Ville sympathique, jolie, pleine de potentiel, cherche dirigeant·e intègre et rassembleur·se

Charles Michaud 6 commentaires

Saint-Jérôme est dans une situation particulière. Un troisième maire, sur les quatre derniers, quitte l’hôtel de ville dans le déshonneur. Il y a, à mon avis, de quoi conclure que Saint-Jérôme a besoin d’un virage décisif dans son leadership. Ce texte est le premier d’une série de quatre. J’y livrerai une réflexion en profondeur sur les enjeux qu’affronte la capitale des Laurentides, et sur la nature de ce virage.

Aujourd’hui, je fais l’historique des jeux politiques qui nous ont mené où nous en sommes, et un bilan de la situation. Mon deuxième texte portera sur les ambitions que nous devrions avoir pour Saint-Jérôme. Dans un troisième texte, je vous offrirai une réflexion sur l’environnement politique requis pour y arriver, et sur le rôle que les citoyens doivent y jouer. Enfin, je ferai un survol des forces politiques en présence, afin de voir s’il y a, sur la place publique, les personnes capables d’amorcer l’important virage requis.

Le titre de cette première partie fait sourire un peu. Il ressemble aux messages des âmes esseulées sur les sites de rencontre. On verra dans les lignes qui suivent que notre ville aurait des raisons légitimes d’avoir mal à l’âme. Et puisque c’est une des responsabilités du maire d’une ville d’incarner son âme et ses valeurs, ce bilan sera celui des maires et des conseils municipaux du passé récent. Les prochaines élections municipales se tiendront le 7 novembre 2021 et cette fois, je suis d’avis qu’il est plus important que jamais de réfléchir avant de choisir.

Je vous dis tout de suite que j’ose rêver. Saint-Jérôme peut être une grande ville, dont tout le Québec pourrait parler, pour les bonnes raisons. Mais pour y arriver, ce n’est pas d’un maire simplement adéquat que Saint-Jérôme a besoin, c’est d’un maire d’exception. Le défi est énorme, et en tant que citoyens, nous avons tous le devoir de réfléchir afin de poser un choix très judicieux.

Je comprends très bien que la politique exige que des idées parfois divergentes s’affrontent. Cela comporte des risques de sombrer dans la partisanerie. Mais il me semble essentiel, plus que jamais, de trouver des leaders qui soient capables de bâtir des consensus.

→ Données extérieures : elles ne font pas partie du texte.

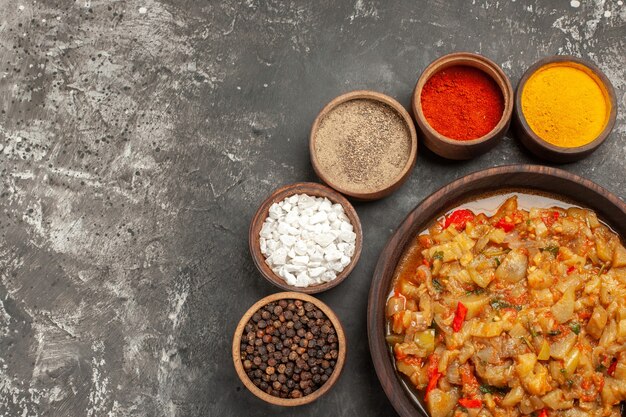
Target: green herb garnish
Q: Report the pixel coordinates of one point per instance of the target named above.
(527, 342)
(553, 249)
(476, 291)
(498, 304)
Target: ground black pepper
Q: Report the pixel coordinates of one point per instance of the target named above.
(288, 348)
(362, 145)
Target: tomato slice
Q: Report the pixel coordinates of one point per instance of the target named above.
(459, 219)
(505, 225)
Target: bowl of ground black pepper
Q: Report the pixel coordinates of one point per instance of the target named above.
(363, 144)
(462, 103)
(289, 349)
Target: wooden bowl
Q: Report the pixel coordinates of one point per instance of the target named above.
(402, 176)
(312, 189)
(463, 149)
(552, 181)
(546, 150)
(289, 402)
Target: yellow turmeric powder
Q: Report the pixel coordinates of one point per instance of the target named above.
(565, 104)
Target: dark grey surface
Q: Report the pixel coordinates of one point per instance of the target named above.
(136, 141)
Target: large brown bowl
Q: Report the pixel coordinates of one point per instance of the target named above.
(463, 149)
(312, 189)
(289, 402)
(412, 153)
(552, 181)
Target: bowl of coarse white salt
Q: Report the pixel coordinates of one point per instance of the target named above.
(305, 237)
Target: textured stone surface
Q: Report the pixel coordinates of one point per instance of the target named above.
(136, 140)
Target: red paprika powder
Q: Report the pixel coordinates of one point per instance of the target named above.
(462, 102)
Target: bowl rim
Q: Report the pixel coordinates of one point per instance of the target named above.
(279, 194)
(341, 342)
(611, 100)
(381, 98)
(444, 198)
(463, 58)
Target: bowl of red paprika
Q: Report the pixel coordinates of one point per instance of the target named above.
(462, 103)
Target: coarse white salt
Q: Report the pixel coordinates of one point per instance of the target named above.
(307, 240)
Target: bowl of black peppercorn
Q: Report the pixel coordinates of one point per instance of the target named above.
(289, 349)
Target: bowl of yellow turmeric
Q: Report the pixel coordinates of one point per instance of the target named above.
(565, 108)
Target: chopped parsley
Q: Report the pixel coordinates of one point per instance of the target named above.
(490, 389)
(527, 342)
(553, 249)
(498, 304)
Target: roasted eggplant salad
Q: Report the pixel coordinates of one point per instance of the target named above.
(522, 313)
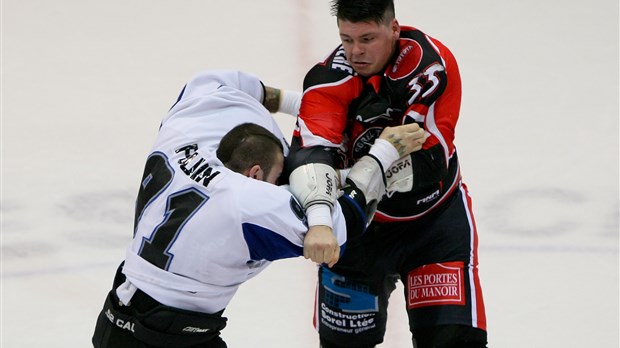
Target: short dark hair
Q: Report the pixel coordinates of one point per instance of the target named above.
(249, 144)
(379, 11)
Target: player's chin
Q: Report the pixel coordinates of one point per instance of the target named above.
(364, 69)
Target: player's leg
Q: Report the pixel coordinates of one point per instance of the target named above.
(351, 313)
(442, 288)
(352, 296)
(450, 336)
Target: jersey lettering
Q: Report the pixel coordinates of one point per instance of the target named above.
(180, 207)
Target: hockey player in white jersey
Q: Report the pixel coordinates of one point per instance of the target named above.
(209, 217)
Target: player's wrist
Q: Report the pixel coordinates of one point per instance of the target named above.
(384, 152)
(290, 101)
(319, 214)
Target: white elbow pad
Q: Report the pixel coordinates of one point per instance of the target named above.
(314, 183)
(399, 175)
(366, 174)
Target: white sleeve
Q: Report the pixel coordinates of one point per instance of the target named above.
(208, 81)
(274, 222)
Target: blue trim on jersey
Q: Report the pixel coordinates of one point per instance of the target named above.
(359, 209)
(265, 244)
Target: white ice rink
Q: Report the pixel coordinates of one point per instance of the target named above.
(85, 84)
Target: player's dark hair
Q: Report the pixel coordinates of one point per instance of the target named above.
(379, 11)
(249, 144)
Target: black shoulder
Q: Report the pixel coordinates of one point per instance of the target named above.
(334, 68)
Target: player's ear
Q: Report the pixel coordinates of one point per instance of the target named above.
(395, 29)
(256, 172)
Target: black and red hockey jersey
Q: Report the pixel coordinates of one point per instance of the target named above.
(343, 112)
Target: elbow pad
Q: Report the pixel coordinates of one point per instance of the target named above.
(314, 183)
(367, 175)
(399, 175)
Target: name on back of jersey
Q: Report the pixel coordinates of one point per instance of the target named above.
(195, 166)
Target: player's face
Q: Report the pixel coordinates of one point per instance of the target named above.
(368, 45)
(276, 170)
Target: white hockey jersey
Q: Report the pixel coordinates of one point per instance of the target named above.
(202, 230)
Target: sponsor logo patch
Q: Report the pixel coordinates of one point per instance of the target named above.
(436, 285)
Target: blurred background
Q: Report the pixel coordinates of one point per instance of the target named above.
(85, 84)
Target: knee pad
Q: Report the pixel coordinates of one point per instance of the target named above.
(450, 336)
(325, 344)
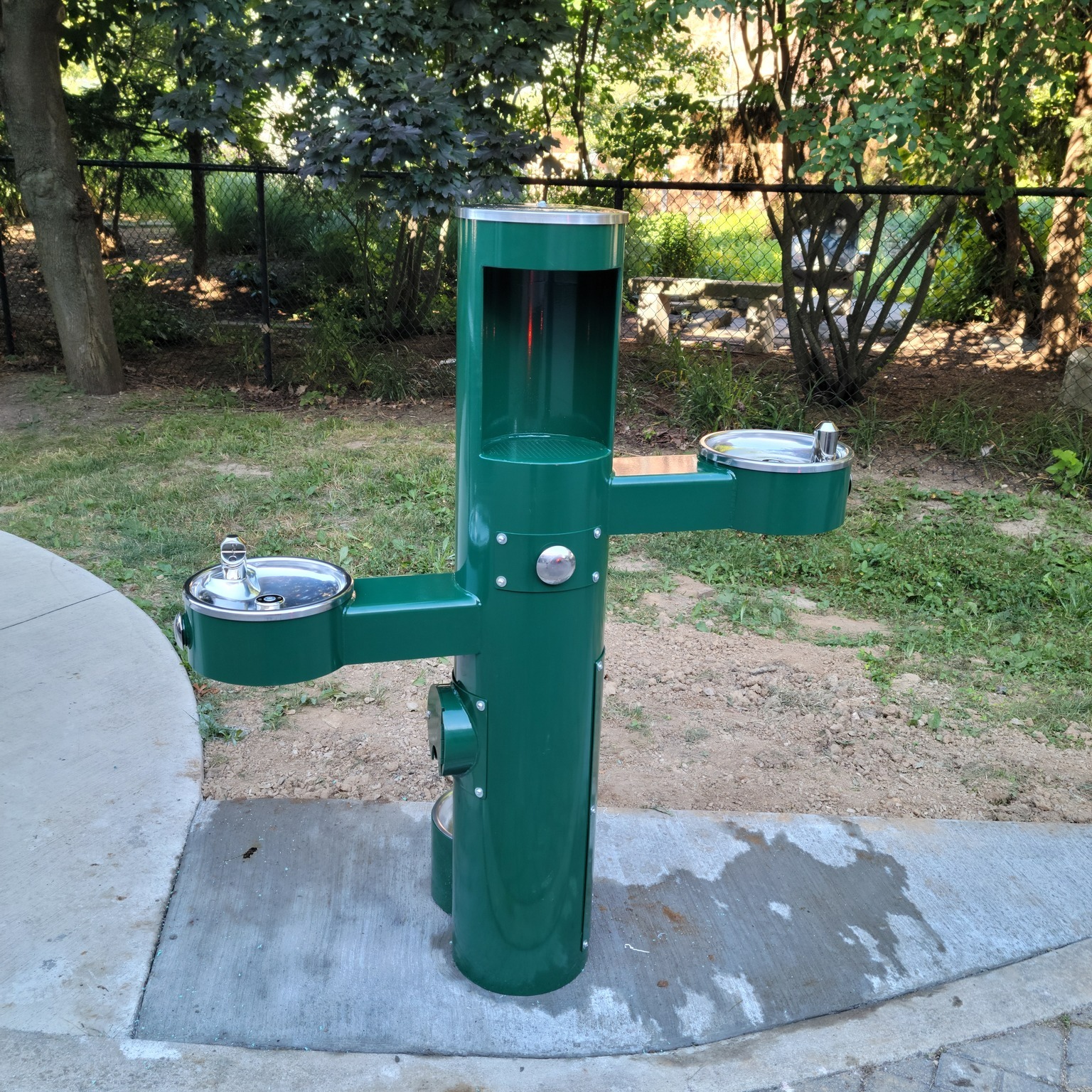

Je ne parle pas ici de faire semblant qu’on est des bons scouts et de chanter autour du feu de camp. Je parle d’une ville entière qui participe à ses choix de développement et qui en est solidaire. Une ville où les grands dossiers se discutent sans secrets, sans créer de cliques, et sans mépris pour les opinions divergentes. Pour y arriver, notre ville a besoin d’un conseil municipal transparent, solide, composé de gens d’envergure, doté d’intégrité politique et d’une stratégie qui vise l’intérêt de sa population. Et un tel conseil a besoin d’un leader capable d’intégrer toutes ces valeurs.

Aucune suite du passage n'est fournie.